Reducing native shrubs by half

By February 17, 2020 No Comments

It’s common in landscape maintenance to get owner requests. Like the shrub request examined in this blog post. And in this case, I had enough time to do it and it didn’t derail our plans for the day.

When requests are more involved and there is a chance they could derail your plans for the day, politely decline, make a note of them and do them as soon as possible.

Boxed in by Indian plums

The owner saw me working in a dry river bed in front of her unit and cried about being boxed in by her horrible shrubs. She meant Indian plum (Oemleria cerasiformis), a Pacific Northwest native with beautiful flowers and edible plums. (Cerasiformis means cherry-shaped.)

The other two offenders were dogwoods (Cornus) and one willow (Salix).

All three shrubs grow really well, so well, they block the lady’s windows when they flush out with new growth. She wanted them reduced by roughly one half. Considering it was a mild mid-February day, it was OK to do this job. Quickly. I still had a crew to rejoin and lead.

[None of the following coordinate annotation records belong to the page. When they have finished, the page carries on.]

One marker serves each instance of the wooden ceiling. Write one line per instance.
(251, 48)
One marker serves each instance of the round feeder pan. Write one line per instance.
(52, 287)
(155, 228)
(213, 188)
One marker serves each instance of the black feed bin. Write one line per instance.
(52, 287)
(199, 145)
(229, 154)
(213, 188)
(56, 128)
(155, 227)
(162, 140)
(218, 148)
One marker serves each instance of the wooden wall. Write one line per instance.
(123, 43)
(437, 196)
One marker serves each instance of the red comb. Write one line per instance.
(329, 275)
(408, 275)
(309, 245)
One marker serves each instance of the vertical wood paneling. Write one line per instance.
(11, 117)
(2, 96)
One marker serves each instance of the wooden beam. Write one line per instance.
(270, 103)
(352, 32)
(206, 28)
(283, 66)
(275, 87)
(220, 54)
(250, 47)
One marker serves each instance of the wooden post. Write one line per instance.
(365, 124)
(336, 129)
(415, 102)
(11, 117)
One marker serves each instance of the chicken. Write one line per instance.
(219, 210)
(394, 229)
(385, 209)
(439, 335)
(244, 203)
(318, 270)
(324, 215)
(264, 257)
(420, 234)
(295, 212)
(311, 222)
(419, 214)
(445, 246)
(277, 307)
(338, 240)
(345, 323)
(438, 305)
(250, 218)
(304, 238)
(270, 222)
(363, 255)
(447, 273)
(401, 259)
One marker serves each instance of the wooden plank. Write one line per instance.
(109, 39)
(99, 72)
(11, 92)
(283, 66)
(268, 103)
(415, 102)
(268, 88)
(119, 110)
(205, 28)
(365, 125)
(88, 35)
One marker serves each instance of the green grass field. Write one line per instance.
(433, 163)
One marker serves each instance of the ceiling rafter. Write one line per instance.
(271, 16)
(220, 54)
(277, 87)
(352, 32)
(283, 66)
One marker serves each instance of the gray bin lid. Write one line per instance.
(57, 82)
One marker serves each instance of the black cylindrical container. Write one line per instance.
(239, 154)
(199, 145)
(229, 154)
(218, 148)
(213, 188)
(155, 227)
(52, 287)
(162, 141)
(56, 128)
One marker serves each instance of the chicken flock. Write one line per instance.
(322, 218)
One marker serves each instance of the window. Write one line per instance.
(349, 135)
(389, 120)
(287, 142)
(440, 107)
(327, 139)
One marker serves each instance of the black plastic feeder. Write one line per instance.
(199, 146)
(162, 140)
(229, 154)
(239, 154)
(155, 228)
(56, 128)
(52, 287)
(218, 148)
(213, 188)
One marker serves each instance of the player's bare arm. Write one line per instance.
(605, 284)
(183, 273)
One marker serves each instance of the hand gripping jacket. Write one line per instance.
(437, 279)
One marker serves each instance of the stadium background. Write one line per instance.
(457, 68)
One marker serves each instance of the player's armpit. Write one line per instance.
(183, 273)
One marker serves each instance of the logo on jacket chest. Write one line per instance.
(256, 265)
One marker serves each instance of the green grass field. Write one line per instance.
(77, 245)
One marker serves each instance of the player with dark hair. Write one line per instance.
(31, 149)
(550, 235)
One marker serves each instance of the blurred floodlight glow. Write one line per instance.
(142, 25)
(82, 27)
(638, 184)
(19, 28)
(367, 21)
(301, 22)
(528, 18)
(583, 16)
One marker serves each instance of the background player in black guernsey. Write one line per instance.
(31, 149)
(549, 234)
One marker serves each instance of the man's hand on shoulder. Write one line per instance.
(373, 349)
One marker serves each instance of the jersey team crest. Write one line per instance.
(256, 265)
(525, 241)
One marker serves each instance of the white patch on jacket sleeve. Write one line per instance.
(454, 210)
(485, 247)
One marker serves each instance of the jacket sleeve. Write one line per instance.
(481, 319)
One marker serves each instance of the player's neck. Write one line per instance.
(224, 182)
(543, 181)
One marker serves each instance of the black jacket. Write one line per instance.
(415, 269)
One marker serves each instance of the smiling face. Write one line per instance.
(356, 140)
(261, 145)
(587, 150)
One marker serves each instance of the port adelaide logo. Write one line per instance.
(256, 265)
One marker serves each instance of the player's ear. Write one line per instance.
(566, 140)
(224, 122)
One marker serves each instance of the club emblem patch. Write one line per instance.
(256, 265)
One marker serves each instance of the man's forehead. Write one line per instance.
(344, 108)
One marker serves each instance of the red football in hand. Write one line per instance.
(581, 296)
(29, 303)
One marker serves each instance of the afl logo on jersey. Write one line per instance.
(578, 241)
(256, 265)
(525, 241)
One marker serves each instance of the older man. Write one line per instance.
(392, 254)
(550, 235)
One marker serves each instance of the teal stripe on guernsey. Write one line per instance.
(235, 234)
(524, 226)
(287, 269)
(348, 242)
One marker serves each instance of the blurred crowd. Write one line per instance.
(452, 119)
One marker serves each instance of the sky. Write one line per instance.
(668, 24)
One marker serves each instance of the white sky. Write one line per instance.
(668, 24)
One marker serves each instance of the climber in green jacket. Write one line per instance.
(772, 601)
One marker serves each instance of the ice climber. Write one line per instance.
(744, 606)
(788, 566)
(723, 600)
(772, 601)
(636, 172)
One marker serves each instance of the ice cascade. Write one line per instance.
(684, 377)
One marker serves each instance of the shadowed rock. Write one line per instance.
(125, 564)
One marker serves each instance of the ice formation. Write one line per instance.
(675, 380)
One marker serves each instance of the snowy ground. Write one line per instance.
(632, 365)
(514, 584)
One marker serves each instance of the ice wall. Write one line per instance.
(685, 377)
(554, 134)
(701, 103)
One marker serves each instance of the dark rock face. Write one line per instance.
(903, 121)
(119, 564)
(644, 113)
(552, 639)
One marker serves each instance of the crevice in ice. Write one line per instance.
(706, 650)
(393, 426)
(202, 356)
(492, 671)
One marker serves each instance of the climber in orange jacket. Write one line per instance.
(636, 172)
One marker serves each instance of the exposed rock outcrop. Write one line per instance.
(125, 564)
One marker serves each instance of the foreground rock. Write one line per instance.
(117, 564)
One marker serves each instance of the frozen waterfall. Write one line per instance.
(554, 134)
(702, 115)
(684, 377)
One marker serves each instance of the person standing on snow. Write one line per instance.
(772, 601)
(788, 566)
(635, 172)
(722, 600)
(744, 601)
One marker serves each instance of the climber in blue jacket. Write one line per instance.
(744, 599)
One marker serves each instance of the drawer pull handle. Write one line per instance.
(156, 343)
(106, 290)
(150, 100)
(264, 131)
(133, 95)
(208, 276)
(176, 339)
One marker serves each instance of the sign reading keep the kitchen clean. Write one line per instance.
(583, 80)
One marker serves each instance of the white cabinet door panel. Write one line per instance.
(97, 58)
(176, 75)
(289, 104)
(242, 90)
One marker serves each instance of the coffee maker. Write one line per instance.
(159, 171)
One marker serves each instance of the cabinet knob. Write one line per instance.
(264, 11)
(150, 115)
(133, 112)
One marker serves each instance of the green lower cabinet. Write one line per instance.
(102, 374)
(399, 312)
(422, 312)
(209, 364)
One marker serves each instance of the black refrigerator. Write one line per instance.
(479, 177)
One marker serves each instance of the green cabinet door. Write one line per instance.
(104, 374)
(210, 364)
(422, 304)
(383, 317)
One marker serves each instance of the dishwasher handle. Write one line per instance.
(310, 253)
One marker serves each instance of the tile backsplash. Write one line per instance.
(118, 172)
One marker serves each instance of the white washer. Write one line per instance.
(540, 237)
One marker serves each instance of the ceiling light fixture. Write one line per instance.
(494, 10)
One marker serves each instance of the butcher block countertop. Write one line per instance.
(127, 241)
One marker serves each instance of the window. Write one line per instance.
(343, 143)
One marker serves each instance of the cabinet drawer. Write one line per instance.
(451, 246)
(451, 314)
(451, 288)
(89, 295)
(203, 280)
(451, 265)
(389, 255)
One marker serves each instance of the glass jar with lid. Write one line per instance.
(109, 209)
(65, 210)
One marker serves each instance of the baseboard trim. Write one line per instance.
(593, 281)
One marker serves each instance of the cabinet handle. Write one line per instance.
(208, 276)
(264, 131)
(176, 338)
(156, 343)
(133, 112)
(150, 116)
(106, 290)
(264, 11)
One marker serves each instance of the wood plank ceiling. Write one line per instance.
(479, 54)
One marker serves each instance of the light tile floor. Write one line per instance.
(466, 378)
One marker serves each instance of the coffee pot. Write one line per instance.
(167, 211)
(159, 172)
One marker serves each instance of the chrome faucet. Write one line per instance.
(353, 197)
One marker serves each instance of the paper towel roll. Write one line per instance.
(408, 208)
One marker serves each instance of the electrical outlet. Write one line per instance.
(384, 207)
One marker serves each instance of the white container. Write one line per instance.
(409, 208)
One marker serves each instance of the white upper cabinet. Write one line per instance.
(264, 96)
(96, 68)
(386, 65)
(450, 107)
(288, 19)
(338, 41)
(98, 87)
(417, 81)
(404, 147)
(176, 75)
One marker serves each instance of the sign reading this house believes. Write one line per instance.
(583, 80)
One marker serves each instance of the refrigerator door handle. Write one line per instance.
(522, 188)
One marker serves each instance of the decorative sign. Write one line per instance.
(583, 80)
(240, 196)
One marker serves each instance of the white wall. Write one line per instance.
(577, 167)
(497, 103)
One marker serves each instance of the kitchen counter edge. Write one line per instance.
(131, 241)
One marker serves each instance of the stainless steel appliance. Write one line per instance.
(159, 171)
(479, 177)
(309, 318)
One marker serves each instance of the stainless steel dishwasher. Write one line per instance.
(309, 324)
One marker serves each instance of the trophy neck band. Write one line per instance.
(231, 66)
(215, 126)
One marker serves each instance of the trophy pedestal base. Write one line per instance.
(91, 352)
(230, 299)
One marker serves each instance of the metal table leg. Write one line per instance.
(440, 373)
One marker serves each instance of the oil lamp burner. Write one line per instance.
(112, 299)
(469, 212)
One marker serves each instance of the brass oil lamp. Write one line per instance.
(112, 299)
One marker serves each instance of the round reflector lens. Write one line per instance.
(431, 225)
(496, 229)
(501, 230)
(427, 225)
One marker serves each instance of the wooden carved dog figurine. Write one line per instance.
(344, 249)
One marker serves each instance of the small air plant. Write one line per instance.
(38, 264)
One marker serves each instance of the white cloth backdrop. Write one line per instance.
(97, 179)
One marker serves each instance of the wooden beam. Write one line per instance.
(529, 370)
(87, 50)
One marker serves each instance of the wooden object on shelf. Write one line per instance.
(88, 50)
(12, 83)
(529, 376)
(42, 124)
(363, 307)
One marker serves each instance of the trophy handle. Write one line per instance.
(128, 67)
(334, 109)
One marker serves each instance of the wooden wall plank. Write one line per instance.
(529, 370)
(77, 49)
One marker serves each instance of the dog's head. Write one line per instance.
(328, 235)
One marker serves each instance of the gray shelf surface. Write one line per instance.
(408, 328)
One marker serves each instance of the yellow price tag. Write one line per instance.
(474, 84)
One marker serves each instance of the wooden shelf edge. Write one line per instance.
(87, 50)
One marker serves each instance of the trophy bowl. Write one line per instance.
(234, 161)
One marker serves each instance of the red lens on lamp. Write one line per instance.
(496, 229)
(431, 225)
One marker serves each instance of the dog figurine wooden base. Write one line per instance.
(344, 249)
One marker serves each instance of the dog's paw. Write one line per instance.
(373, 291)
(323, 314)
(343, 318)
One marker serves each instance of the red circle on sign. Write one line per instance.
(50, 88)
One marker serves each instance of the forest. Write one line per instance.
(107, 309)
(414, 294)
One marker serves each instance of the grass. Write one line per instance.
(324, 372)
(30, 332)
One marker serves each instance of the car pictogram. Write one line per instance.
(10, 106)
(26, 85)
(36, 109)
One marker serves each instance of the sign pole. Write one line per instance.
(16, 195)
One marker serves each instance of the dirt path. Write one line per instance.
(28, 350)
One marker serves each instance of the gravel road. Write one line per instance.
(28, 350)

I had brand new Felco4 snips but I would recommend a hand saw and loppers for the willow and Indian plums.

The idea is to reduce the shrubs by one half but it should still look natural. To achieve a natural look, try to stagger the cuts so they’re not all made at the same height. That’s what happens when we use machines.

This is also a good time to take out some of the big dogwood canes. Identify the biggest cane and flush cut it at ground level. You can eliminate the biggest canes over a few seasons. Don’t rush this.

Left: original height, Right: reduced by half.

Reduced by half. Only clean-up remains.


The owner came out to thank me before I even finished the job. People appreciate it when you pay attention to their requests. I told her last week I would attempt this week, and I did. She’s happy and I can move on to other sections on site.